Dobre i zwycięskie występy przeciwko Zagłębiu Lubin i Chrobremu Głogów na inaugurację sezonu PGNiG Superligi Mężczyzn mocno rozbudziły apetyty kibiców Górnika Zabrze. Śląska ekipa wyraźnie przeważała nad rywalami, szczególnie w drugich częściach gry dokumentując swoją wyższość.
Ze słabszej strony podopieczni Mariusza Jurasika pokazali się z kolei w starciach w Kwidzynie i Płocku. Z MMTS-em zabrzanie przegrali dwoma bramkami, zaś na terenie wicemistrza Polski trzymali się dość długo, by ostatecznie pęknąć po przerwie i wrócić na Śląsk z bagażem kilkunastu bramek.
Pozwoliło to Trójkolorowym wrócić na ziemię, choć w środowej batalii z Meblami Wójcik Elbląg zabrzańska drużyna znów zamierza udowodnić swoją wyższość. Ma ku temu solidne podstawy, gdyż nowicjusz w handballowej elicie rozgrywki zainaugurował jeszcze słabiej. Po czterech meczach ma na koncie zero punktów i sto straconych bramek.
- Do każdego rywala podchodzimy z szacunkiem i tak samo będzie w wypadku meczu z Elblągiem. Będziemy dobrze do tego spotkania przygotowani i zrobimy wszystko, by dwa punkty zostały w Zabrzu, bo podrażniły nas te dwie ostatnie porażki. Czas wrócić na zwycięskie tory i poprawić sobie humory - wskazuje Jurasik.
ZOBACZ WIDEO: Tomasz Narkun przed KSW 36: trybuny popękają
Nie bez szans w środowym pojedynku będzie także elbląska drużyna. Beniaminek co prawda w poprzednich meczach płacił frycowe, ale zostawiał po sobie pozytywne wrażenie. Z pewnością zespół ten może zaskoczyć i postawić się mocno faworyzowanemu rywalowi.
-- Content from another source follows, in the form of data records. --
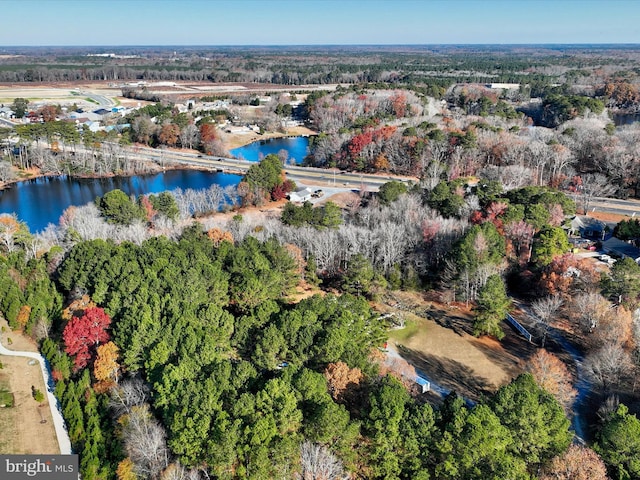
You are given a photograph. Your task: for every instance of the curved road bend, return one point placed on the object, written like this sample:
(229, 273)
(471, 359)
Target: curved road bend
(56, 413)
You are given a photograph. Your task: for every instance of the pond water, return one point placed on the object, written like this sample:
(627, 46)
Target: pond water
(625, 118)
(296, 148)
(41, 201)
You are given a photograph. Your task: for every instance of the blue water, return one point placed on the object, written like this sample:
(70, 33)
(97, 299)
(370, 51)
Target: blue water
(620, 119)
(41, 201)
(296, 147)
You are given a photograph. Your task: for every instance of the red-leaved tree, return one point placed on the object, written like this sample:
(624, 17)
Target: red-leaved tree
(83, 334)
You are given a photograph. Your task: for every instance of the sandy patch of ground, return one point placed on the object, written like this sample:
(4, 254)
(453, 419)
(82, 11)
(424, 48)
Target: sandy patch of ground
(235, 140)
(27, 428)
(438, 342)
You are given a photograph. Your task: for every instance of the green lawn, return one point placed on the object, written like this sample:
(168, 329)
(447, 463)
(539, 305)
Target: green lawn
(6, 417)
(403, 334)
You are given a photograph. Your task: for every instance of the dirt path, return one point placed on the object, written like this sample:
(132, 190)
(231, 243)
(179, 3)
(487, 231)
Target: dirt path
(34, 428)
(438, 342)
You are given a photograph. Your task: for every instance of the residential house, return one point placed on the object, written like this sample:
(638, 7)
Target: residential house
(619, 248)
(301, 195)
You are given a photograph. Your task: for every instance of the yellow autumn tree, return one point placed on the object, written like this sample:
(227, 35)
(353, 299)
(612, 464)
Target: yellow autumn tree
(217, 236)
(23, 316)
(105, 368)
(341, 379)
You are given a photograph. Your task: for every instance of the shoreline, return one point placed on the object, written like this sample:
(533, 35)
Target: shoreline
(231, 141)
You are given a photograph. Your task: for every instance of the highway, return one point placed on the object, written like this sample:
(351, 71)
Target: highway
(322, 176)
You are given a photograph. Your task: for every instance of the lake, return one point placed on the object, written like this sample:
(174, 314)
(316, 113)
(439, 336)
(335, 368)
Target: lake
(620, 119)
(41, 201)
(296, 147)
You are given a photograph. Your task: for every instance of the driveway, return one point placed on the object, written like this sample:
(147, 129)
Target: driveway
(58, 422)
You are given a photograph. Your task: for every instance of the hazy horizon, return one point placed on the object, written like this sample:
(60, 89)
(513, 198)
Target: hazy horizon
(237, 23)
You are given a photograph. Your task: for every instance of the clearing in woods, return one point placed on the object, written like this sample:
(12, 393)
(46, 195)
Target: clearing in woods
(27, 427)
(437, 341)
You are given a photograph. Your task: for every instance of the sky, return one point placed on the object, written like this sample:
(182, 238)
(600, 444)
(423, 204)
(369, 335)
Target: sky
(317, 22)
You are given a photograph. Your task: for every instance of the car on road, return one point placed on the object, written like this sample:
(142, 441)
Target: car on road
(606, 259)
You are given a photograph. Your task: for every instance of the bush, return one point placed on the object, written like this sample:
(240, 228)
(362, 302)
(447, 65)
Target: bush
(38, 396)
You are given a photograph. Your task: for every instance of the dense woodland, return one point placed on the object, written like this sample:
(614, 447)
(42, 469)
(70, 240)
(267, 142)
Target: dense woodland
(179, 347)
(182, 354)
(435, 66)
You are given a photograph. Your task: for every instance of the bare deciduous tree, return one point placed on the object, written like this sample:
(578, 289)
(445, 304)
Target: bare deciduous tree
(577, 463)
(128, 394)
(544, 312)
(608, 365)
(552, 375)
(145, 442)
(318, 463)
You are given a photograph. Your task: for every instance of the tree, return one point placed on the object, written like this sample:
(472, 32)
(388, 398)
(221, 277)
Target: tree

Dla obu drużyn będzie to pierwsze w historii starcie o stawkę. - Dużo o przeciwniku wiemy i na pewno nie damy się zaskoczyć - uspokaja Bartłomiej Tomczak, najskuteczniejszy gracz Górnika. - Czy znów zdobędę najwięcej bramek? To ma dla mnie drugoplanowe znaczenie. Najważniejsze, żeby Górnik wygrał i dwa punkty zostały w Zabrzu - podkreśla gracz ekipy z Wolności.
Górnik Zabrze - Meble Wójcik Elbląg / śr. 28.09.2016 godz. 18:30.